Author: Hao TIAN ¹ ; Juanfeng OU ¹ ; Yong WANG ² ; Jia SUN ¹ ; Junbin GAO ¹ ; Yicheng YE ¹ ; Ruotian ZHANG ¹ ; Bin CHEN ¹ ; Fei WANG ¹ ; Weichang HUANG ¹ ; Huaan LI ¹ ; Lu LIU ¹ ; Chuxiao SHAO ³ ; Zhili XU ⁴ ; Fei PENG ⁵ ; Yingfeng TU ¹
Author Information

1. NMPA Key Laboratory for Research and Evaluation of Drug Metabolism & Guangdong Provincial Key Laboratory of New Drug Screening, School of Pharmaceutical Sciences, Southern Medical University, Guangzhou 510515, China.
2. Department of Pharmacy, Zhujiang Hospital, Southern Medical University, Guangzhou 510282, China.

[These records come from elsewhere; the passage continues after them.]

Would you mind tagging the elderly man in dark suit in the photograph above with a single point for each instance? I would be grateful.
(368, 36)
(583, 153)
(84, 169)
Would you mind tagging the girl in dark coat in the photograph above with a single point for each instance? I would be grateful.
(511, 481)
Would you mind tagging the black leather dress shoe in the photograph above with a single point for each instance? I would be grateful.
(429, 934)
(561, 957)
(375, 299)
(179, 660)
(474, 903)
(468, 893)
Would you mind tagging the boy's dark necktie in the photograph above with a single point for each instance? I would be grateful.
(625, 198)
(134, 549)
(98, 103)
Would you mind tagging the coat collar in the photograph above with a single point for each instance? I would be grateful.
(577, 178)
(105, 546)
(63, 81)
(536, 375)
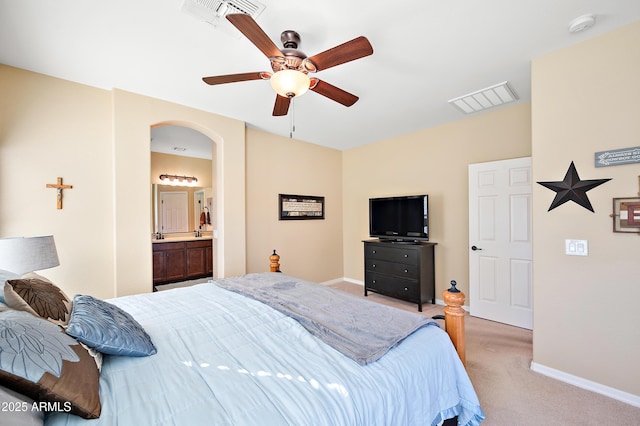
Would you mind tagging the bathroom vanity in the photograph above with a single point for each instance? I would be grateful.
(181, 259)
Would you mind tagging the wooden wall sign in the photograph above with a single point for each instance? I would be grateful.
(297, 207)
(617, 157)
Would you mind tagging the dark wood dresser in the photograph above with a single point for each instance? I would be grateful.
(402, 270)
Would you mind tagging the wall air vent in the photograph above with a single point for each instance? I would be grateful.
(214, 11)
(490, 97)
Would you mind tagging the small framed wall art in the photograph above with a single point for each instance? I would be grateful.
(300, 207)
(626, 214)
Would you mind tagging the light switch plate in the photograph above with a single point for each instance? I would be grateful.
(576, 247)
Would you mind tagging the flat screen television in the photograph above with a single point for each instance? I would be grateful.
(401, 219)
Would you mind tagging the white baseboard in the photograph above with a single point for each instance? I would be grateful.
(625, 397)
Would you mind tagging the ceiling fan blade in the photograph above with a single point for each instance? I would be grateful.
(248, 26)
(233, 78)
(355, 49)
(281, 106)
(334, 93)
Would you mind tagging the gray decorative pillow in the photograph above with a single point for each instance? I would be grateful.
(37, 295)
(38, 360)
(4, 276)
(107, 328)
(19, 410)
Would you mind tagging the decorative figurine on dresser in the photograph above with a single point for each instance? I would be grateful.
(400, 261)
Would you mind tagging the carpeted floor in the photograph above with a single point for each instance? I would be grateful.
(498, 358)
(510, 393)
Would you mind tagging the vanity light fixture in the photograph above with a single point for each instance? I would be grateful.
(178, 180)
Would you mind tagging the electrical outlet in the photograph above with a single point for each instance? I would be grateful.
(576, 247)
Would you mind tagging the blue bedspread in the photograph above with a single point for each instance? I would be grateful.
(224, 359)
(360, 329)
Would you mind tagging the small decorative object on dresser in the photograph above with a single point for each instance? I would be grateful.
(400, 269)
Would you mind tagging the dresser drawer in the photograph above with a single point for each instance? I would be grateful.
(391, 286)
(400, 270)
(391, 254)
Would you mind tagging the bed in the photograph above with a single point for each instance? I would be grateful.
(224, 355)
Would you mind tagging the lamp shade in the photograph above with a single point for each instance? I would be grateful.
(22, 255)
(290, 83)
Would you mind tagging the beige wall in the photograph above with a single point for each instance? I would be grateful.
(310, 249)
(433, 161)
(586, 312)
(99, 141)
(51, 128)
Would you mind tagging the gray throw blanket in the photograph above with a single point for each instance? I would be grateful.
(359, 329)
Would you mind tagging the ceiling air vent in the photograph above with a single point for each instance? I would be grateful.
(490, 97)
(214, 11)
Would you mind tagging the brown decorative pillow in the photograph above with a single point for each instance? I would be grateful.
(38, 296)
(43, 363)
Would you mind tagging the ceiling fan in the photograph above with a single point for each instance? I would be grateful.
(291, 67)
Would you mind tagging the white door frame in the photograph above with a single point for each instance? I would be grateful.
(500, 241)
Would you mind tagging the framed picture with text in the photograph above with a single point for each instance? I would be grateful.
(300, 207)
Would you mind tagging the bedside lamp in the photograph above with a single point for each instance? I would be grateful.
(28, 254)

3. Key Laboratory of Joint Diagnosis and Treatment of Chronic Liver Disease and Liver Cancer of Lishui, Central Laboratory of Lishui People's Hospital, The Sixth Affiliated Hospital of Wenzhou Medical University, Lishui 323000, China.

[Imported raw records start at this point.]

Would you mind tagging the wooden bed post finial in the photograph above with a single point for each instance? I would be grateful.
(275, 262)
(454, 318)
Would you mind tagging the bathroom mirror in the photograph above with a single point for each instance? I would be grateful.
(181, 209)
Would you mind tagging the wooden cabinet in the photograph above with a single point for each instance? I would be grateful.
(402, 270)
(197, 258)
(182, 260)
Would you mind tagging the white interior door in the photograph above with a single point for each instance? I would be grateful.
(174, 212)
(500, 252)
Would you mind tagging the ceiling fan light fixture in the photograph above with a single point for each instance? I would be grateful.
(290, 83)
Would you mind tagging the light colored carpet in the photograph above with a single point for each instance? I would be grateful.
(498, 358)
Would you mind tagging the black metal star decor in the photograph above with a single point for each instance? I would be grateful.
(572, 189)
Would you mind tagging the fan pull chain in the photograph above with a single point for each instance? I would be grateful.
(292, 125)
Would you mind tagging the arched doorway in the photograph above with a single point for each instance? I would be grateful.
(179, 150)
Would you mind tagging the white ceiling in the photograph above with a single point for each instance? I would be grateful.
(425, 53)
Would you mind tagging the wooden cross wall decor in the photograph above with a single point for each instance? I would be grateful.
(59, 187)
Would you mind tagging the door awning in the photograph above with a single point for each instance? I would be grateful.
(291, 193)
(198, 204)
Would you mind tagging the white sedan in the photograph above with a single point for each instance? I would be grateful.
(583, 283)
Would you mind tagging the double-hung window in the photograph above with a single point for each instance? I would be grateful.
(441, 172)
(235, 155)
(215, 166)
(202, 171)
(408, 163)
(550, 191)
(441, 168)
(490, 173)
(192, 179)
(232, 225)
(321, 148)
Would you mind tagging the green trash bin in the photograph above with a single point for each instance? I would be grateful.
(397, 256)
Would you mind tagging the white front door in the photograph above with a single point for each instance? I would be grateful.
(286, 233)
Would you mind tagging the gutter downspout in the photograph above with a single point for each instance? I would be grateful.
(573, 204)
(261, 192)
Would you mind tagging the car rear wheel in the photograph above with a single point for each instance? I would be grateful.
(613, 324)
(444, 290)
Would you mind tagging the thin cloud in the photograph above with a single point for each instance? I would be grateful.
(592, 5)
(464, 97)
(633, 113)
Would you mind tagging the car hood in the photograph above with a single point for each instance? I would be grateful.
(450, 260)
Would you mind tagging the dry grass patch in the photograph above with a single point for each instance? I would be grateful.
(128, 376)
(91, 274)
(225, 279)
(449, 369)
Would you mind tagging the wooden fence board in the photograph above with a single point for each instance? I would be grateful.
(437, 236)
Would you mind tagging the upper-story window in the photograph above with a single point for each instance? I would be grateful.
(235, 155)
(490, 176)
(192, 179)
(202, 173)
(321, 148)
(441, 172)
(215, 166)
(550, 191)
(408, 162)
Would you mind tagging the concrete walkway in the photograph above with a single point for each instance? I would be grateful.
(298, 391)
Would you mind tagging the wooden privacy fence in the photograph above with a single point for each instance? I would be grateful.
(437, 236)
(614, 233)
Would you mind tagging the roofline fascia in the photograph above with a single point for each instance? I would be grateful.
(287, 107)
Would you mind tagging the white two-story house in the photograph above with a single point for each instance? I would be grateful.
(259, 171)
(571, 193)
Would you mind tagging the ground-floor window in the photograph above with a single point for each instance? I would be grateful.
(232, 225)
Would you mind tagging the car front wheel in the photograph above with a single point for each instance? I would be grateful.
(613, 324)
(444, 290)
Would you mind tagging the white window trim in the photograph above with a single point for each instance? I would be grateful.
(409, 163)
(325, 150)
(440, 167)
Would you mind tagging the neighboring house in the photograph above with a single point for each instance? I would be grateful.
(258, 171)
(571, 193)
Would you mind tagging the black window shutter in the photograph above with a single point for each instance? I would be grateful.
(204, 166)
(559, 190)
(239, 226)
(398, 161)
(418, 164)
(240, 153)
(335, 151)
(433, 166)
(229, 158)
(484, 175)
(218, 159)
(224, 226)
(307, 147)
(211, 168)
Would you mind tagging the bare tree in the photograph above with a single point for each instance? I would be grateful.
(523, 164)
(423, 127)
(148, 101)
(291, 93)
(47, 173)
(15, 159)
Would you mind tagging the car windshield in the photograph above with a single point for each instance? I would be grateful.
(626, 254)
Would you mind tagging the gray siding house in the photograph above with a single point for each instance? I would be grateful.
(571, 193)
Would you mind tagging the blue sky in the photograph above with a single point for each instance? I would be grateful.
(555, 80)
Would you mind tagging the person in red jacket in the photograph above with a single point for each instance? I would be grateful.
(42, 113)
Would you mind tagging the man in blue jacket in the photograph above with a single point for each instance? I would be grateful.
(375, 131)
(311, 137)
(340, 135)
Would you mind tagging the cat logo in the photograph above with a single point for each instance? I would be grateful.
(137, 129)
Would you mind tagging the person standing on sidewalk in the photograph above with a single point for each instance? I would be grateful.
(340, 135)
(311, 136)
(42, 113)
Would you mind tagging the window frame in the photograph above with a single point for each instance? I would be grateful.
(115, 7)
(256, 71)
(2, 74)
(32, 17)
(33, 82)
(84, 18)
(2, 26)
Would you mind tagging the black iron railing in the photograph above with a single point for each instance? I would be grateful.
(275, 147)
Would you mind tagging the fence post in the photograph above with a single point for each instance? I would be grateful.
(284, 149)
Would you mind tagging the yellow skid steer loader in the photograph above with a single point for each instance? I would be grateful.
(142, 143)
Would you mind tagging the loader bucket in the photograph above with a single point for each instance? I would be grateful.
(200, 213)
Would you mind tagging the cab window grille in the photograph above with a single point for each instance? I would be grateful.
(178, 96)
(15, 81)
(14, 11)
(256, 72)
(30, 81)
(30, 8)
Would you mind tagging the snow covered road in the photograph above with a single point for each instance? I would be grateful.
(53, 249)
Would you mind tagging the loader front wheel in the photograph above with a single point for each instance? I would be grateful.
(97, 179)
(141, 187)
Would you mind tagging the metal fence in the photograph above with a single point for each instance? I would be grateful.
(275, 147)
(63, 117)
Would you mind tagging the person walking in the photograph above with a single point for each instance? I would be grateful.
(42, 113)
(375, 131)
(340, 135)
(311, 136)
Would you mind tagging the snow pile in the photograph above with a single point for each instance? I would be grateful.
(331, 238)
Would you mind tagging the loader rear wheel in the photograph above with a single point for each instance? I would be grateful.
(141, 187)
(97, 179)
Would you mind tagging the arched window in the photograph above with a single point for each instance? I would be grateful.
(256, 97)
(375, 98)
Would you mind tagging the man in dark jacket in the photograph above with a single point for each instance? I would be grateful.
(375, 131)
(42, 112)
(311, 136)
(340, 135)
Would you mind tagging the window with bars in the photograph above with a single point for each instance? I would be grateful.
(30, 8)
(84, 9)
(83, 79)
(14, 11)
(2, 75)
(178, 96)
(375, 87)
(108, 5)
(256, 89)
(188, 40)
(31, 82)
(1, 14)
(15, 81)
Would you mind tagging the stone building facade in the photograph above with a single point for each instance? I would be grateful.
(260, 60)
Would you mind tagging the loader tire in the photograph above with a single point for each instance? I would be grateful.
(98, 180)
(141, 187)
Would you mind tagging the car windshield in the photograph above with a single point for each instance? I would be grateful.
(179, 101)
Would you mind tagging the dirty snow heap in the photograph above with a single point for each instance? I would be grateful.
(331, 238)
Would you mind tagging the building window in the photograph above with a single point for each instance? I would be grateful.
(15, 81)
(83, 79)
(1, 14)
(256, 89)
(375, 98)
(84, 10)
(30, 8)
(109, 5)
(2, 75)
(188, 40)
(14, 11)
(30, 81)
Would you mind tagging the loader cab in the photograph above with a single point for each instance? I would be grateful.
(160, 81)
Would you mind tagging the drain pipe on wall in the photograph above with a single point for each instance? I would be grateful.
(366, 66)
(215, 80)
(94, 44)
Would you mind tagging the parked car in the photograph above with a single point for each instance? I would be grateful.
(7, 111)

4. Department of Ultrasound, Institute of Ultrasound in Musculoskeletal Sports Medicine, Guangdong Second Provincial General Hospital, Guangzhou 510317, China.
5. School of Materials Science and Engineering, Sun Yat-Sen University, Guangzhou 510275, China.

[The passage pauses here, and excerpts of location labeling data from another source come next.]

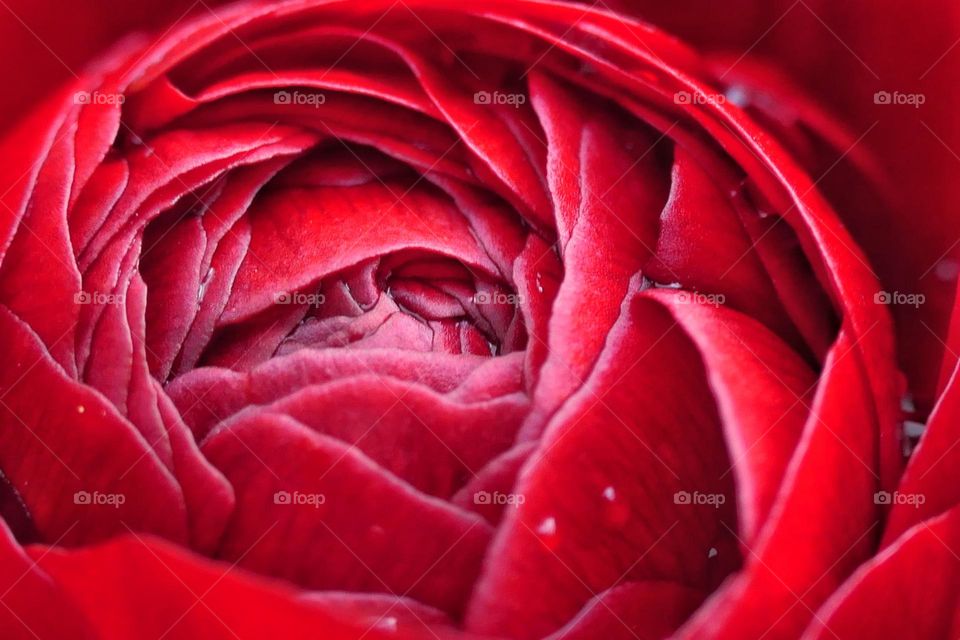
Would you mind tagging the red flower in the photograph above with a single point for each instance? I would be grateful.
(422, 319)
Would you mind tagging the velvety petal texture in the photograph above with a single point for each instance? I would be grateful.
(502, 319)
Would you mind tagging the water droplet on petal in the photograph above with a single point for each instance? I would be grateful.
(204, 284)
(738, 96)
(616, 512)
(947, 269)
(387, 624)
(548, 527)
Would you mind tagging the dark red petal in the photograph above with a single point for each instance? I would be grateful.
(351, 538)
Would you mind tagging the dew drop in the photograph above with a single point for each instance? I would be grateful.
(738, 96)
(388, 624)
(913, 429)
(616, 512)
(548, 527)
(947, 270)
(202, 291)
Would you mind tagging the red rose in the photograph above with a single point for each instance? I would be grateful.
(504, 319)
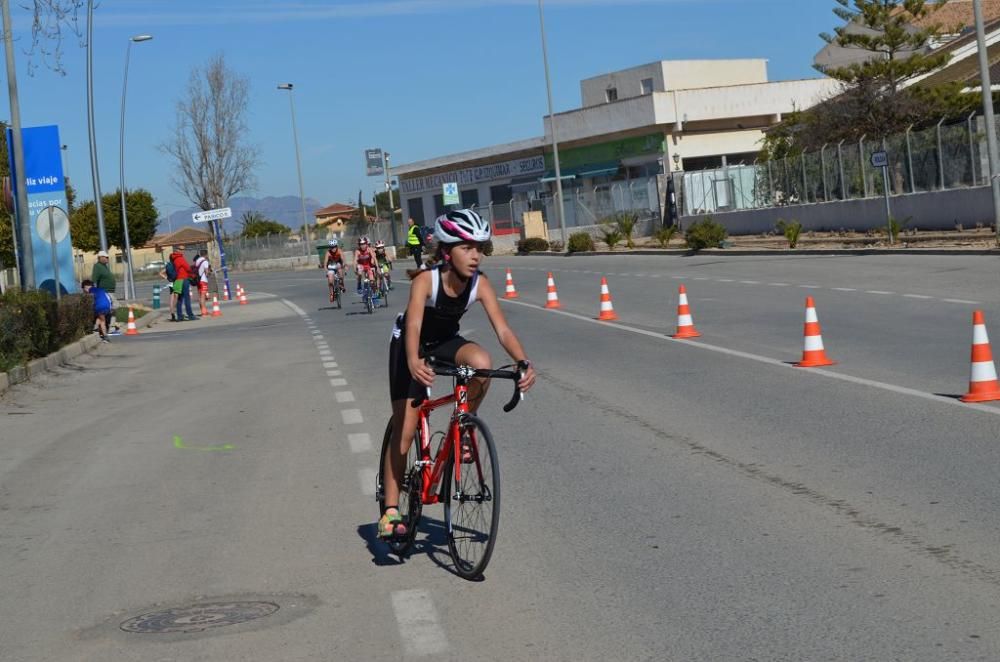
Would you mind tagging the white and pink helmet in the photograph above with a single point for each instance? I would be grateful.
(461, 225)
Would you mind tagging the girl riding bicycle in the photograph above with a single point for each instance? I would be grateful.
(439, 297)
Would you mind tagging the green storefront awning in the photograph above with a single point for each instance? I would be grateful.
(581, 171)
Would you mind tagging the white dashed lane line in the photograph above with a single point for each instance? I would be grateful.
(419, 629)
(352, 416)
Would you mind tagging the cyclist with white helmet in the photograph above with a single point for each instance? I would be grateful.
(439, 297)
(333, 262)
(364, 262)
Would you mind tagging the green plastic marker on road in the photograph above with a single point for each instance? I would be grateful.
(180, 445)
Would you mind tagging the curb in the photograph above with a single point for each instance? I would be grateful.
(24, 373)
(780, 252)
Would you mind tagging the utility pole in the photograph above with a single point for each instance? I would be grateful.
(552, 127)
(22, 226)
(991, 127)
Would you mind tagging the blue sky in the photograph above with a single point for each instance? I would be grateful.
(421, 78)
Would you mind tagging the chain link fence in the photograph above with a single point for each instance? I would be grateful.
(942, 157)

Publication Type:Journal Article
Keywords: Ammonia amplification; Biocompatibility; Bladder microenvironment; Enhanced diffusion; Glutamine synthetase; Penetration; Retention; Swimming proteomotors
From: Acta Pharmaceutica Sinica B 2023;13(9):3862-3875
CountryChina
Language:English
Abstract: Enzyme-driven micro/nanomotors consuming in situ chemical fuels have attracted lots of attention for biomedical applications. However, motor systems composed by organism-derived organics that maximize the therapeutic efficacy of enzymatic products remain challenging. Herein, swimming proteomotors based on biocompatible urease and human serum albumin are constructed for enhanced antitumor therapy via active motion and ammonia amplification. By decomposing urea into carbon dioxide and ammonia, the designed proteomotors are endowed with self-propulsive capability, which leads to improved internalization and enhanced penetration in vitro. As a glutamine synthetase inhibitor, the loaded l-methionine sulfoximine further prevents the conversion of toxic ammonia into non-toxic glutamine in both tumor and stromal cells, resulting in local ammonia amplification. After intravesical instillation, the proteomotors achieve longer bladder retention and thus significantly inhibit the growth of orthotopic bladder tumor in vivo without adverse effects. We envision that the as-developed swimming proteomotors with amplification of the product toxicity may be a potential platform for active cancer treatment.